The current climate of financial uncertainty is highlighting the importance of a key aviation insurance feature, known as the cut-through clause, which is often ignored by certain members of the aircraft financing community.
The cut-through clause is designed to protect aircraft owners when confronted by a major loss. Most local insurance companies are unable to foot the full aircraft insurance risk themselves, so they turn to re-insurance companies. When correctly implemented, the cut-through clause allows financiers to receive any loss payment directly from the re-insurers of local insurance companies, rather than risk the money being diverted via the insurance companies.

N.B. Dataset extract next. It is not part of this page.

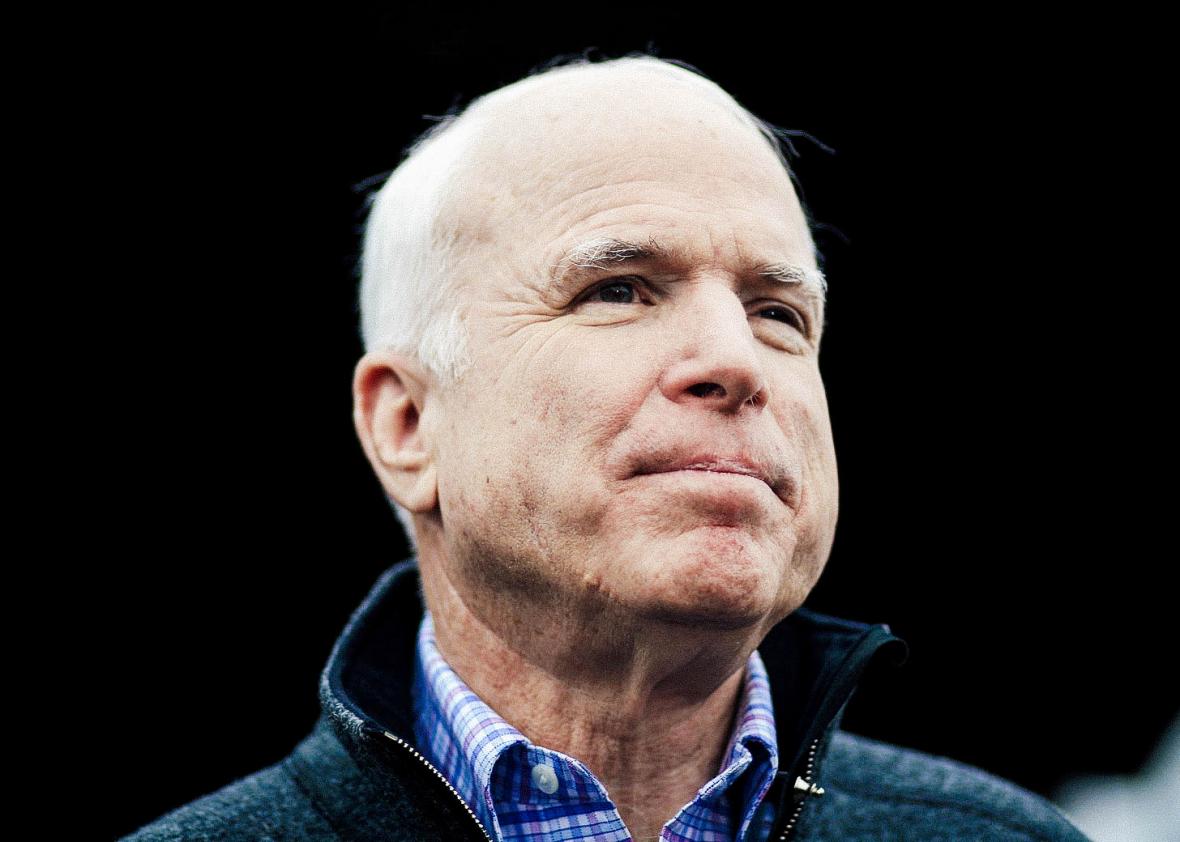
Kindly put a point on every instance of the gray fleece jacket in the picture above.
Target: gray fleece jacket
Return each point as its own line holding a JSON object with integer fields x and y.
{"x": 359, "y": 776}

Aviation financiers failing to understand the full implications of the cut-through clause are sitting on a ticking time bomb, according to Glen Brighton, executive director at Willis Aerospace Advisory Services. "The likelihood of an insurance company being insolvent at the same time as a major aircraft loss is increasing in today's perilous financial landscape," argued Brighton, warning that the threat to the aircraft financing community should be taken more seriously.
Further complicating matters, it has been difficult to obtain cut-through clauses in countries such as China, Japan and France owing to national legislation. However, some countries have begun to address this complicated issue, Brighton remarked. "Brazil, for, example, has recently changed legislation so that a cut through clause is enforceable as long as the primary insurer is insolvent, which avoids domestic insurance firms missing out on investment," he said.
Yet many banks and smaller leasing outfits are ignoring the risk inherent in failing to properly investigate a clause preventing re-insurers from making loss payments to an insurance company that is in financial distress or unwilling to transfer the payment to the correct party, Brighton noted.
"It's not that high on our order of priority of concerns when putting a lease together," admitted one European lessor. "It probably should be, but we tend to focus on other counterparty credit risk such as the lessee, guarantor, LC providers and other immediate risks such as jurisdictional risks."
The big leasing companies that have their own insurance departments tend to understand the risk, but some financiers can't appreciate how wrong it could go, Brighton said. Part of the lack of awareness can be attributed to the fact that there has yet to be a major case brought to court, where administrators have taken the money instead of the rightful loss payee. "Until there is a high profile failure to pay out due to insurer insolvency, cut-through clauses are not going to get the attention that maybe they should," the European lessor said.